Paul Angott is an idea man. He holds 40 patents on products such as a clock thermostat, a wireless doorbell, and a laser-guided, unmanned mower for football fields and golf courses. Throughout his career, he’s launched five companies and raised more than $10 million for his various entrepreneurial endeavors, sold more than $100 million worth of his products, and taken 30 of these products from concept to market. Now, with a new company based in Bloomfield Hills, MI called Angott Medical Products, he wants to revolutionize testing for breast cancer.
“Our goal is to save 10,000 lives per year,” Angott says. “If you detect breast cancer at stage one and it hasn’t spread to the lymph nodes, the survival rate is about 98 percent. Our test, which is an adjunct clinical breast exam, can detect a tumor at one centimeter in diameter 95 percent of the time.”
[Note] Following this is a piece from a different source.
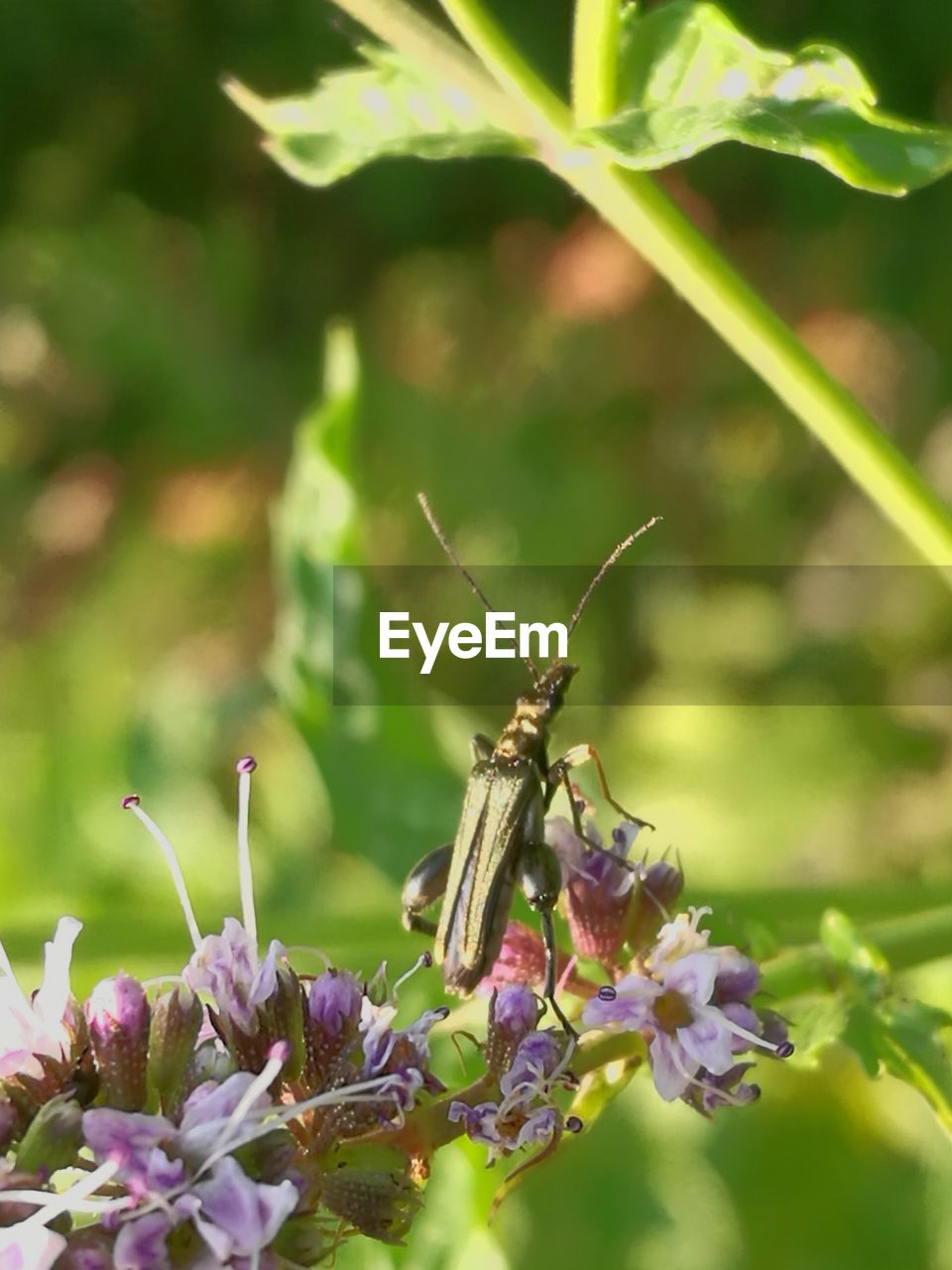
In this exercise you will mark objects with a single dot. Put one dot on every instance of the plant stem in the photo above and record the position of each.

Angott’s prototype device tests for breast cancer using 3-D advanced thermal profiling. During the test, a woman lies with her arms stretched over her head on a specially designed exam table. The woman puts her hands on a cold bar that is part of the table, bringing the her body temperature down, while a camera snaps a series of images of her chest. That’s where the thermal imaging kicks in: blood vessels that feed a tumor won’t cool down with the rest of the body, making them stand out on a thermal image. The only portion of the test that touches a woman’s body is the cold bar.
The test captures data digitally and then uses special software to interpret the results, which Angott says eliminates the need for highly trained specialists. The test also works with women of any age woman and with breasts of any density—a difference from mammograms, which don’t work as well on dense breasts, he notes.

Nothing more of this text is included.